Gli esclusi dal circuito mediatico possono puntare esclusivamente su atti eclatanti per avere una minima attenzione giornalistica, sino a inventare dichiarazioni spettacolari che non offrono però una ribalta utile a programmi e proposte per il governo cittadino. Una situazione nei fatti poco garantista, per nulla democratica nonché lontana dal fornire pari opportunità a chiunque, nell’ambito del riconoscimento dei valori costituzionali, si proponga a essere eletto in Sala Rossa.

A 100 giorni dal voto il gioco appare a un passo dalla conclusione. La palma della vittoria è già stata assegnata virtualmente all’industriale delle acque in bottiglia, da poco sostenuto pure dal proprietario del marchio Lauretana. Imprenditori che imbottigliano un bene comune e che forse da ottobre diventeranno i maggiori azionisti dell’acqua del sindaco, ossia della Smat (già intenta a “privatizzare” le forniture nei condomini dal terzo piano in su).
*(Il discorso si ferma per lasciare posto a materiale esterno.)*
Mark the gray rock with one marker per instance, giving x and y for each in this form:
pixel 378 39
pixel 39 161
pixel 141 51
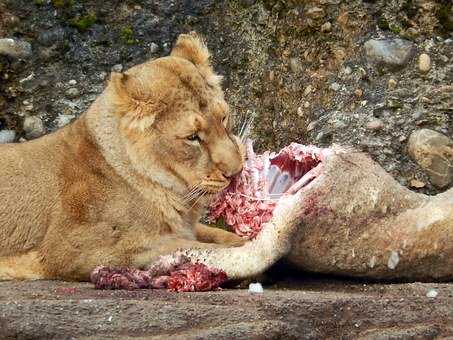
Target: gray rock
pixel 335 86
pixel 72 93
pixel 153 47
pixel 34 127
pixel 434 153
pixel 375 124
pixel 391 53
pixel 63 120
pixel 15 48
pixel 55 36
pixel 117 68
pixel 315 13
pixel 7 136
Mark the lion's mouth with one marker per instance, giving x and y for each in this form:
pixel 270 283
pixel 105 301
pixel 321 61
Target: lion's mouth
pixel 248 202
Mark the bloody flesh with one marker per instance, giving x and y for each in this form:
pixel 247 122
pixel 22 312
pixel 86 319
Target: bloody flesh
pixel 250 199
pixel 186 278
pixel 245 205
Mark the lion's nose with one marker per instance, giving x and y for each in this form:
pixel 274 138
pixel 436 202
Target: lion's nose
pixel 229 169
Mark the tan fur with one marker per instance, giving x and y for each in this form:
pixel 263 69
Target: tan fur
pixel 110 188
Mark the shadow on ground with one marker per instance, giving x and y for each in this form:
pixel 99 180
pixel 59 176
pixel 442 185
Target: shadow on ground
pixel 302 307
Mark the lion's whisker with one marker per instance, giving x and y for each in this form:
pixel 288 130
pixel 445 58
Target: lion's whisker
pixel 196 201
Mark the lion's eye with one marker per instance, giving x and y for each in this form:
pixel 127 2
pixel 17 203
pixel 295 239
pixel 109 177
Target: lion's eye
pixel 194 138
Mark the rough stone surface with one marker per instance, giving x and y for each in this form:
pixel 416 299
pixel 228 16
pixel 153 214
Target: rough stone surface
pixel 15 48
pixel 433 151
pixel 253 43
pixel 389 53
pixel 424 63
pixel 34 127
pixel 7 136
pixel 306 308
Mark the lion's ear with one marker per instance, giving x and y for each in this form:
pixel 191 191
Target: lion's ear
pixel 134 113
pixel 192 48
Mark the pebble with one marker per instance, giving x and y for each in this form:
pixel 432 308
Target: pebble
pixel 424 63
pixel 433 151
pixel 295 65
pixel 335 86
pixel 117 68
pixel 153 47
pixel 315 13
pixel 375 124
pixel 72 93
pixel 256 288
pixel 392 84
pixel 393 261
pixel 326 27
pixel 432 293
pixel 33 127
pixel 415 183
pixel 394 53
pixel 15 48
pixel 63 120
pixel 358 93
pixel 7 136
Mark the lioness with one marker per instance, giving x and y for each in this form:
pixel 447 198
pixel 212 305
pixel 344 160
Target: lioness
pixel 128 180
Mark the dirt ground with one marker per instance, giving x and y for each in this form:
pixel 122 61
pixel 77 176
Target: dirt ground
pixel 302 308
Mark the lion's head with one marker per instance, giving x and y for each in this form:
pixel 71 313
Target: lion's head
pixel 175 122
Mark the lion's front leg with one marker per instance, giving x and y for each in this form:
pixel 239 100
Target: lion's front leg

A Torino si rischia infatti di cadere in un macroscopico conflitto di interessi.

Sembra che gli elettori non abbiano imparato nulla dal periodo epidemico in corso, tanto meno la necessità di un pubblico che garantisca e gestisca la salute, e continuano imperterriti a voler premiare chi nel nome del libero mercato svuota i loro portafogli senza porsi troppi scrupoli.

Il Partito democratico, affossando qualsiasi intesa sia con i 5 Stelle che con la sinistra, dimostra di non essere assolutamente preoccupato dalla probabile privatizzazione che si paventa all’orizzonte, anzi forse per i dirigenti della corrente neoliberista una tale ipotesi sarebbe addirittura auspicabile.

La vittoria di Damilano è gradita anche al di fuori della cerchia conservatrice e nazionalista: tra imprenditori ci si intende sempre, al di là delle appartenenze partitiche e degli schieramenti.